Prove that the equartion `3y^(2)-8xy-3x^(2)-29x+3y-18=0` represents two straight lines. Find also their point of intersection and the angle between them.

To prove that the equation \(3y^2 - 8xy - 3x^2 - 29x + 3y - 18 = 0\) represents two straight lines, we will follow these steps: ### Step 1: Identify the coefficients The general form of the equation of a pair of straight lines is given by: \[ Ax^2 + 2Hxy + By^2 + 2Gx + 2Fy + C = 0 \] From the given equation, we can identify: - \(A = -3\) - \(B = 3\) - \(C = -18\) - \(H = -4\) (since \(2H = -8\)) - \(G = -\frac{29}{2}\) (since \(2G = -29\)) - \(F = \frac{3}{2}\) (since \(2F = 3\)) ### Step 2: Check the condition for two straight lines To check if the equation represents two straight lines, we need to verify the condition: \[ ABC + 2FGH - AF^2 - BG^2 - CH^2 = 0 \] Substituting the values we found: \[ (-3)(3)(-18) + 2\left(-\frac{3}{2}\right)\left(-\frac{29}{2}\right)(-4) - (-3)\left(\frac{3}{2}\right)^2 - (3)\left(-\frac{29}{2}\right)^2 - (-18)(-4)^2 \] Calculating each term: 1. \(ABC = -3 \cdot 3 \cdot -18 = 162\) 2. \(2FGH = 2 \cdot -\frac{3}{2} \cdot -\frac{29}{2} \cdot -4 = -174\) 3. \(-AF^2 = -(-3) \cdot \left(\frac{3}{2}\right)^2 = -(-3) \cdot \frac{9}{4} = \frac{27}{4}\) 4. \(-BG^2 = -3 \cdot \left(-\frac{29}{2}\right)^2 = -3 \cdot \frac{841}{4} = -630.75\) 5. \(-CH^2 = -(-18) \cdot (-4)^2 = -18 \cdot 16 = -288\) Now, substituting these values back into the condition: \[ 162 - 174 - 630.75 + \frac{27}{4} - 288 = 0 \] This simplifies to \(0\), confirming that the equation represents two straight lines. ### Step 3: Find the point of intersection To find the point of intersection, we can express \(y\) in terms of \(x\) from the original equation.

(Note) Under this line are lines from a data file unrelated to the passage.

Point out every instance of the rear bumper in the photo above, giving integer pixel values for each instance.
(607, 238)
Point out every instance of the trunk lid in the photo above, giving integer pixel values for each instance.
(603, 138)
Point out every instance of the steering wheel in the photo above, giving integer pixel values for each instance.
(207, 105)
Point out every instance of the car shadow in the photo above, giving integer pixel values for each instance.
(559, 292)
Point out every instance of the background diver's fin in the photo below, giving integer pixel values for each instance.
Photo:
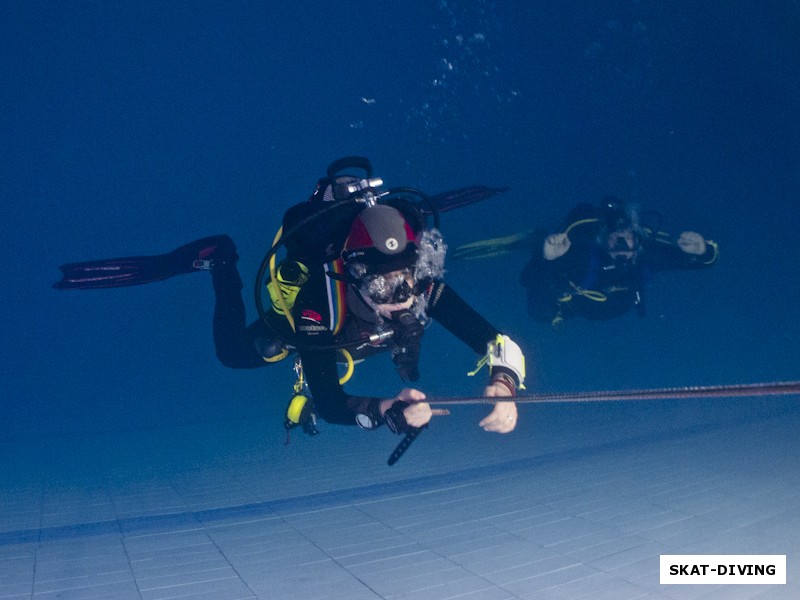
(464, 196)
(204, 254)
(498, 246)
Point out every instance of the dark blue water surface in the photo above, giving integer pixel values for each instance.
(135, 127)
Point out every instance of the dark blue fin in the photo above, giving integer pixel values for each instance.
(201, 255)
(465, 196)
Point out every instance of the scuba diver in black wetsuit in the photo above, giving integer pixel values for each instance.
(362, 275)
(598, 265)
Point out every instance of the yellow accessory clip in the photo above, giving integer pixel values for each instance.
(504, 352)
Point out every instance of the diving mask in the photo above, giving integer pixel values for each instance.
(390, 288)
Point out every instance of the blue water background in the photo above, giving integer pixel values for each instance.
(135, 127)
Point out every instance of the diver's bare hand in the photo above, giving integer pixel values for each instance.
(556, 246)
(503, 418)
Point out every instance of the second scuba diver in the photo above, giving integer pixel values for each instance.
(362, 274)
(599, 263)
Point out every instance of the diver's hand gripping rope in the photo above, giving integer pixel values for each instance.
(775, 388)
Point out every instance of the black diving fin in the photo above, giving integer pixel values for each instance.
(203, 254)
(464, 196)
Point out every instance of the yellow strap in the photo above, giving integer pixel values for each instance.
(714, 258)
(350, 366)
(274, 279)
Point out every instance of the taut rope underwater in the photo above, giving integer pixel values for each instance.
(776, 388)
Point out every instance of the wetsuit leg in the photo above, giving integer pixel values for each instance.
(236, 344)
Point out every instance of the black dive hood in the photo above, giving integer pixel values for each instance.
(345, 190)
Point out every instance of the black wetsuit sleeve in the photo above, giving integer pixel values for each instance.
(460, 319)
(464, 322)
(662, 255)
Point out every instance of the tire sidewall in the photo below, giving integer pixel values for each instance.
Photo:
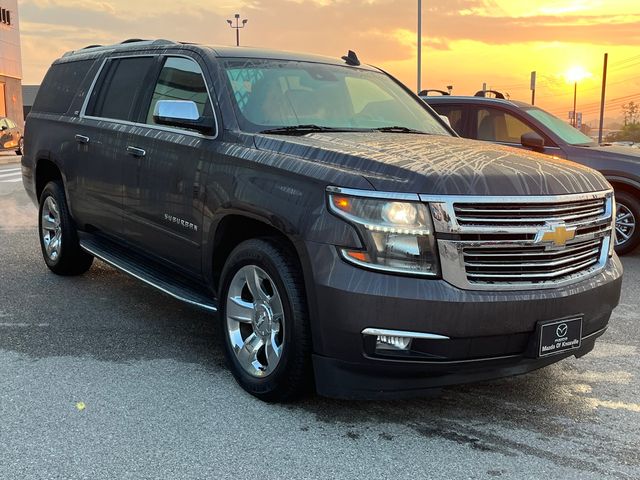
(52, 190)
(633, 204)
(242, 256)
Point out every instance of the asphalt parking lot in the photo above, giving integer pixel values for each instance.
(103, 377)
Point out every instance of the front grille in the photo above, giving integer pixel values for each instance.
(529, 214)
(529, 264)
(522, 242)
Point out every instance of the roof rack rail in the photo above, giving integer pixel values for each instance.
(133, 40)
(122, 44)
(425, 93)
(483, 93)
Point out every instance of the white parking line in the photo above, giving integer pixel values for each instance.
(13, 175)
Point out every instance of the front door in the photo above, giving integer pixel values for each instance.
(167, 167)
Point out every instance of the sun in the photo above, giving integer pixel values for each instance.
(576, 73)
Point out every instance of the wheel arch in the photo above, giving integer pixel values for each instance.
(236, 227)
(46, 170)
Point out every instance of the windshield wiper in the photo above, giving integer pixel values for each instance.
(397, 129)
(304, 129)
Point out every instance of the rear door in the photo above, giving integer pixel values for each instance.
(106, 121)
(167, 168)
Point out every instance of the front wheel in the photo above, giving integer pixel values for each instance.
(58, 236)
(627, 217)
(264, 320)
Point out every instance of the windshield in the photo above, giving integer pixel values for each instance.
(566, 132)
(272, 94)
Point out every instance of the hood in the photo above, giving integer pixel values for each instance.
(438, 165)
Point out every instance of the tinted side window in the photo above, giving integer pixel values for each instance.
(60, 86)
(498, 126)
(455, 116)
(181, 79)
(121, 83)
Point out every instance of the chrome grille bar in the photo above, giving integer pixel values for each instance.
(491, 242)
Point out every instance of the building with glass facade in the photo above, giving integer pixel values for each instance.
(10, 63)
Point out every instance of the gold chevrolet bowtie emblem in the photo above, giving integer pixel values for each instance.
(556, 235)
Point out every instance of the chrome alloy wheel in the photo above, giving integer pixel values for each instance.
(255, 321)
(625, 224)
(51, 228)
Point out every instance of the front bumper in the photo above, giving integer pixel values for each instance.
(492, 334)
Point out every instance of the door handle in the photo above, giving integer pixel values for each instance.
(136, 152)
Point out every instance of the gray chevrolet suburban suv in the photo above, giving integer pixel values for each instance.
(345, 236)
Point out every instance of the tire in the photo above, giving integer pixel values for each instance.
(252, 331)
(627, 218)
(58, 236)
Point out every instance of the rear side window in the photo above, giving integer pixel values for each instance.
(120, 84)
(60, 86)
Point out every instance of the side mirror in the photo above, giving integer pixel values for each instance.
(532, 140)
(445, 119)
(181, 114)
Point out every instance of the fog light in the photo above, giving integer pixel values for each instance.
(389, 342)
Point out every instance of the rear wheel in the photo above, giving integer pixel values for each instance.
(264, 320)
(58, 236)
(627, 217)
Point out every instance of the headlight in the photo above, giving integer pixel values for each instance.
(398, 235)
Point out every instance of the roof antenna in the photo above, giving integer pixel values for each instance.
(351, 58)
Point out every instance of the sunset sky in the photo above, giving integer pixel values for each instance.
(465, 42)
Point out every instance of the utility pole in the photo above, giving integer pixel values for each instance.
(575, 98)
(604, 89)
(533, 88)
(419, 46)
(237, 27)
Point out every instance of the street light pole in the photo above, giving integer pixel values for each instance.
(419, 45)
(575, 98)
(237, 27)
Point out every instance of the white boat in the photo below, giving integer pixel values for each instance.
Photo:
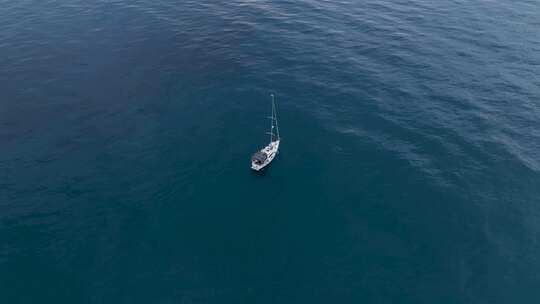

We can rearrange the equation: \[ 3y^2 - 8xy + 3y - 3x^2 - 29x - 18 = 0 \] Using the quadratic formula \(y = \frac{-b \pm \sqrt{D}}{2a}\) where \(a = 3\), \(b = -8x + 3\), and \(c = -3x^2 - 29x - 18\). Calculating the discriminant \(D\): \[ D = (-8x + 3)^2 - 4 \cdot 3 \cdot (-3x^2 - 29x - 18) \] This will yield two values of \(y\) for the corresponding \(x\). ### Step 4: Calculate the angle between the lines Let the slopes of the two lines be \(m_1\) and \(m_2\). The angle \(\theta\) between the two lines can be calculated using: \[ \tan \theta = \left| \frac{m_1 - m_2}{1 + m_1 m_2} \right| \] From the equation, we can derive the slopes by rewriting the equation in slope-intercept form. ### Conclusion After performing the calculations, we find the slopes and use them to find the angle between the lines. The final results will yield the point of intersection and the angle between the lines.